# Western Boots in English Stirrups



## Jenna1234 (May 28, 2021)

Hi All! I just got my first horse, a 13 year old Tennessee Walking horse and I need some advise. He is a western broke horse but I ended up with a dressage saddle mainly to get a great fitting saddle for him. Also I am at a hunter/jumper/dressage barn with him, just what is mostly in my area. I have been riding him in this new saddle with jeans and western boots. I have excema and get really bad itchy skin rashes if I don't wear 100% cotton and tight boots on my legs are also something that flares up my excema. I explained this to my instuctor but she is giving me really hard time about this, saying it isn't safe to have western boots in English stirrups. What are your thought on this? I really need advise. I want to be safe in the saddle but I also don't want to break out into a terrible itchy rash either. Help!? I don't show or anything, just pure pleasure riding, walk, gait, canter.


----------



## bsms (Dec 31, 2010)

I did it for as long as I had English saddles and Australian ones. Can't think of ANYTHING unsafe about it!


----------



## waresbear (Jun 18, 2011)

I have, lots, for years I schooled with Justin Ropers, English spurs and 1/2 chaps.


----------



## QtrBel (May 31, 2012)

Nope. Not a problem. If the stirrup is sized correctly and your boot has an appropriate heel there aren't any reasons not to. I suspect it is a looks thing.


----------



## boots (Jan 16, 2012)

I do it every day. 16 and 18 inch tops on my western boots.

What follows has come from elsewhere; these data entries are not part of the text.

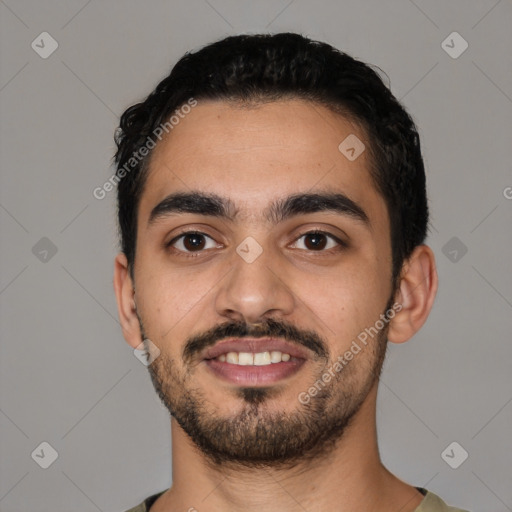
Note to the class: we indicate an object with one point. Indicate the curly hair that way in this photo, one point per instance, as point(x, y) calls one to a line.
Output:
point(260, 68)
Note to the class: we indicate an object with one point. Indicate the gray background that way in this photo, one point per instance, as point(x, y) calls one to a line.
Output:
point(68, 378)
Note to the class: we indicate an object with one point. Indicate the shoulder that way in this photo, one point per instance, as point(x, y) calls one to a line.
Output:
point(433, 503)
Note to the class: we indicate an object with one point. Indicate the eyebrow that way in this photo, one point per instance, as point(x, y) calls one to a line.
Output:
point(213, 205)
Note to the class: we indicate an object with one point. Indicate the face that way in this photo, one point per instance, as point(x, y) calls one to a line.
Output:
point(263, 252)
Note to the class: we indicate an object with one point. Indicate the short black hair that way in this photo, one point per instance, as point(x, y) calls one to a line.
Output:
point(249, 69)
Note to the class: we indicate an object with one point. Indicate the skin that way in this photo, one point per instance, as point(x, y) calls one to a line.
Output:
point(254, 156)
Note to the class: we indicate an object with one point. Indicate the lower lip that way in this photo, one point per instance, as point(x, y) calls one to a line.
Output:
point(254, 375)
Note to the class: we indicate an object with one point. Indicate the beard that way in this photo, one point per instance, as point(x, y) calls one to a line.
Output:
point(255, 437)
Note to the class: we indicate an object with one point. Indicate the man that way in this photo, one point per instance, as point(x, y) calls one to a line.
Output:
point(273, 213)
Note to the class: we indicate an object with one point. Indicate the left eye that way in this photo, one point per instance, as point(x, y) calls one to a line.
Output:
point(318, 241)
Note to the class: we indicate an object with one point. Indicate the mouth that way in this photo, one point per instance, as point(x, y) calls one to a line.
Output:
point(253, 362)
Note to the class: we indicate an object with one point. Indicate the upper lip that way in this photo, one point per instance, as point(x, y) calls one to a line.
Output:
point(255, 345)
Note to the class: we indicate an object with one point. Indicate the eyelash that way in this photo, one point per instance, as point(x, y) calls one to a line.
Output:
point(195, 254)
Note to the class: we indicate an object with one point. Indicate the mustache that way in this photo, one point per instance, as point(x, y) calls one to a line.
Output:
point(269, 328)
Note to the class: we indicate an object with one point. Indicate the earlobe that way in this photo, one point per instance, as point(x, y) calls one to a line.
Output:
point(126, 307)
point(416, 294)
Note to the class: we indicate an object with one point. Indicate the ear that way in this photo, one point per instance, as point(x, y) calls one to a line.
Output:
point(416, 293)
point(125, 295)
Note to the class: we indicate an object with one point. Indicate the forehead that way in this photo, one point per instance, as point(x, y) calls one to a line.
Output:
point(255, 154)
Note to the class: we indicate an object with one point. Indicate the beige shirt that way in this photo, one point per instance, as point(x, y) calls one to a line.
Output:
point(430, 503)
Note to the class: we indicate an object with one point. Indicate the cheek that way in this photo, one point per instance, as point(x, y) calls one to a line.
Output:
point(170, 299)
point(346, 303)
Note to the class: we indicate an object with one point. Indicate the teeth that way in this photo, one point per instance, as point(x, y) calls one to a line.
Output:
point(250, 359)
point(232, 357)
point(261, 358)
point(245, 358)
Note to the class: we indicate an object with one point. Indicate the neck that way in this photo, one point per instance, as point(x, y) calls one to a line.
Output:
point(348, 477)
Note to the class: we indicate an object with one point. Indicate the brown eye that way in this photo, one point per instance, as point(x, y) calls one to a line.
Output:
point(318, 241)
point(192, 242)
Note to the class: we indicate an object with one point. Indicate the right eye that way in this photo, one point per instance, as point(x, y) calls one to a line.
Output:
point(192, 241)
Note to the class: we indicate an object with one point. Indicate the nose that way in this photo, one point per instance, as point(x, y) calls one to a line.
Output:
point(254, 290)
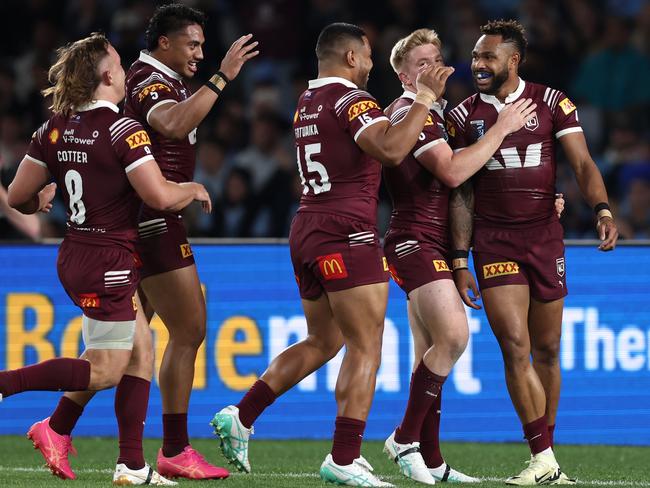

I get nothing but compliments on my boots.


----------



## ClearDonkey (Nov 27, 2016)

I see no problem with it. A heeled-boot is a heeled-boot.

Depending on the leathers on your saddle, they may open up and pinch your calf, but it never really bothered me all that much.


----------



## Cordillera Cowboy (Jun 6, 2014)

I agree with the other comments. A heeled boot is a heeled boot. The only safety issue would be if your boots are too wide for the irons. Or perhaps if you have leather soles and no rubber inserts in the irons.

If it comes to it, an alternative might be jodhpur or paddock boots. Disadvantage there would be the horse sweat and hair on your lower legs that may irritate your skin.





Jodhpur Boots & Paddock Boots | Derby House UK


Shop Jodhpur Boots & Paddock Boots from a wide range of horse riding equipment and equestrian supplies, with free delivery options available at Derby House.




www.derbyhousestore.com


----------



## Cordillera Cowboy (Jun 6, 2014)

Another option could be engineer boots. They are available in different heights.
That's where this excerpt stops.